Use ANSI Z87.1 Certified
Safety Eye Protection
Look for the Z87 mark
on the frame or lens
Brush, shake, or vacuum dust and debris from hardhats, hair, forehead, or the top of the eye protection before removing protection. Beware of rubbing eyes with dirty hands or clothing. Clean eyewear regularly.
|First Aid for Eye Injuries|
- Specks in the Eye
- Do not rub the eye.
- Use an eye wash, flush eye copiously.
- See a doctor if speck does not wash out, pain or redness continues.
- Cuts, Punctures, Objects Stuck in the Eye
- Do not wash out the eye.
- Do not try to remove an object stuck in the eye.
- Stabilize eye with a rigid shield without pressure such as with the bottom half of a paper cup.
- See a doctor at once.
- Chemical Burns
- Immediately flush eye with water or any drinkable liquid. Open the eye as wide as possible. Continue flushing for at least 15 minutes. For caustic or basic solutions continue flushing while in route to doctor.

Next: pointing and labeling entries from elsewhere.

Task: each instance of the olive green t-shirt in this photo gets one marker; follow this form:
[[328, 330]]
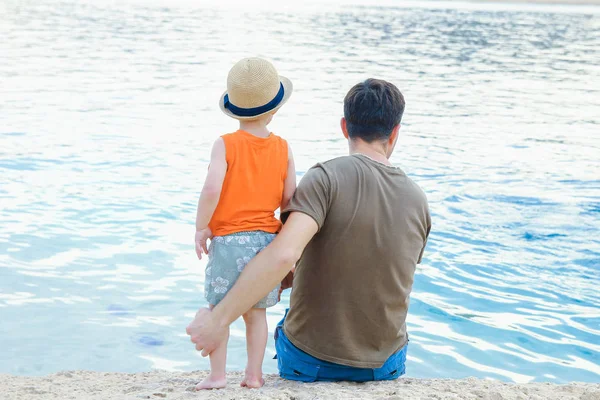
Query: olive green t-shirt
[[352, 284]]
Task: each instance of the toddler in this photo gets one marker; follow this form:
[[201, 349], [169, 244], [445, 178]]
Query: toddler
[[251, 174]]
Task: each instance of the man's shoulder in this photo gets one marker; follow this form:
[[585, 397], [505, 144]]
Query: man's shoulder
[[334, 164]]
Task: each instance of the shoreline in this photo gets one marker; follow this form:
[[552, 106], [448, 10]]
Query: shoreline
[[80, 385]]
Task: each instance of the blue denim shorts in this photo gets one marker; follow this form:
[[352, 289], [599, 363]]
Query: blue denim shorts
[[296, 365]]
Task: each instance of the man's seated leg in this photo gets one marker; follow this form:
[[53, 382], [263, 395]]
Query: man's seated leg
[[295, 364]]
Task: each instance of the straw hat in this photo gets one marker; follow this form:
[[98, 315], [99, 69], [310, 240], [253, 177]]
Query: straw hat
[[254, 88]]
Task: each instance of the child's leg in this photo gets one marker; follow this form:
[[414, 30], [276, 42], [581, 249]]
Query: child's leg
[[256, 342], [218, 359]]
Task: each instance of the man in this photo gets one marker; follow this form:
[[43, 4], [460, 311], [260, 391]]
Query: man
[[356, 228]]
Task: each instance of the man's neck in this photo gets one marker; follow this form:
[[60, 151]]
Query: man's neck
[[375, 150], [256, 128]]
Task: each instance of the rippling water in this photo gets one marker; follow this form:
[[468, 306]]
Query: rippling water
[[107, 112]]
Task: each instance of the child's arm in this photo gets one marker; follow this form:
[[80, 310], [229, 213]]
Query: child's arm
[[209, 198], [289, 186]]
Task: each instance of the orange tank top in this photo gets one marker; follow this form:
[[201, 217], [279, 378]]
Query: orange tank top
[[253, 185]]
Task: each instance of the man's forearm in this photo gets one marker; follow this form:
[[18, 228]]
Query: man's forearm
[[267, 269], [259, 277]]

- If a contact lens is in the eye, begin flushing over the lens immediately. Flushing may dislodge the lens.
- See a doctor at once.
- Blows to the Eye
- Apply cold compress without pressure.
- Crushed ice in a plastic bag can be taped to the forehead to rest gently on the injured eye.
- See a doctor at once in cases of continued pain, reduced vision, blood in eye or discoloration which can mean internal eye damage.